Fazer marketing em tecnologia é, por isso, um exercício de responsabilidade.
Responsabilidade na forma como se comunica inovação. Responsabilidade na forma como se prometem resultados. Responsabilidade na forma como se posiciona a empresa num mercado que precisa, mais do que nunca, de clareza e credibilidade. Não se trata de “vender o futuro”, mas de ajudar a construí-lo com base em excelência, pessoas e impacto real.


No final do dia, o marketing em empresas de TI não é apenas uma função de comunicação.
É um ponto de encontro entre tecnologia e negócio, entre estratégia e execução.
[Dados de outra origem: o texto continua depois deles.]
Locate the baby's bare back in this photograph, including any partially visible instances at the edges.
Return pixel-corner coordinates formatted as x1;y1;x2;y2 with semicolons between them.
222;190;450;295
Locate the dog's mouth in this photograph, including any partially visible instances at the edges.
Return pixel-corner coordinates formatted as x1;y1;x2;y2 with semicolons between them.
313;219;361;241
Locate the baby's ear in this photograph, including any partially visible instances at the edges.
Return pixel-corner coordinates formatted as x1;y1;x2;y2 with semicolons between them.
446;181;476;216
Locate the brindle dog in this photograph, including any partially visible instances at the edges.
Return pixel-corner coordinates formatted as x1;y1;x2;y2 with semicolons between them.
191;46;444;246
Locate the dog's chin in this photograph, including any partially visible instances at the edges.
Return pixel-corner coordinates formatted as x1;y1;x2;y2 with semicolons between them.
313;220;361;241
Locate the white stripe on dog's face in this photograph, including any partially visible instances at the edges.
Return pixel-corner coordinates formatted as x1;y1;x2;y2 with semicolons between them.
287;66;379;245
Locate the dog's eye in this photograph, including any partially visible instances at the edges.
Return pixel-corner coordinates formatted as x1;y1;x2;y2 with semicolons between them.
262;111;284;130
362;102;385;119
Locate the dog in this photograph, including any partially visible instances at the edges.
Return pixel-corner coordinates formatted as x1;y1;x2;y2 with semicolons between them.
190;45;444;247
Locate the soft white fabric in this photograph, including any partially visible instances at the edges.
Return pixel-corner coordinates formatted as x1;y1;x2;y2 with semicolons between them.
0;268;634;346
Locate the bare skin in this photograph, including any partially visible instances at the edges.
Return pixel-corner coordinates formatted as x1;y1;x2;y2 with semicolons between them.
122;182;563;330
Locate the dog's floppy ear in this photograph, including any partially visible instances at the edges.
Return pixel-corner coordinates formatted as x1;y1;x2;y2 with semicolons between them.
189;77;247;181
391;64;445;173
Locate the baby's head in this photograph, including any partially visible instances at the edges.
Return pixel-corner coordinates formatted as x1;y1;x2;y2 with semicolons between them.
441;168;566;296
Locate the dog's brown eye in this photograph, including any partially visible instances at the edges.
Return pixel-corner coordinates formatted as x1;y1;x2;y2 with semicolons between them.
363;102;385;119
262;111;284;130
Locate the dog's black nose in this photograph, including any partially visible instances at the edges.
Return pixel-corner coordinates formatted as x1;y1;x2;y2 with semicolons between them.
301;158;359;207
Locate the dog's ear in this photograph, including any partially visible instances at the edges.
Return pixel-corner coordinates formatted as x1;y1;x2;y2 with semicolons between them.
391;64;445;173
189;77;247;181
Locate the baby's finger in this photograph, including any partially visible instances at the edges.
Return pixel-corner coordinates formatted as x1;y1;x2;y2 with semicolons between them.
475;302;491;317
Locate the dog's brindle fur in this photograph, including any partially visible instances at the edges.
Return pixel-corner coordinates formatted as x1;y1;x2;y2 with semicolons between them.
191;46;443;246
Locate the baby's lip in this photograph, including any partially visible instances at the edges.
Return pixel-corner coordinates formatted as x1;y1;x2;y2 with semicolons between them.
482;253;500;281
Entre aquilo que a empresa sabe fazer e aquilo que o mercado realmente precisa. Quando esse encontro acontece de forma consciente e consistente, o marketing deixa de ser acessório e passa a ser estrutural. E é aí que deixa de ser um marketing oco e passa a fazer diferença.

O desafio que resta é simples: os líderes de empresas tecnológicas e profissionais de marketing precisam de reformular o seu papel. Precisam de se focar menos em explicar a tecnologia e focar mais em dar-lhe significado. Precisam de estar menos preocupados em execução automática e mais em pensamento estratégico, que esteja alinhado com as ambições organizacionais. Porque num setor que é rapidamente transformado, o diferencial
já não reside apenas naquilo que se constrói, mas sim, na forma como se cria um sentido em torno disso.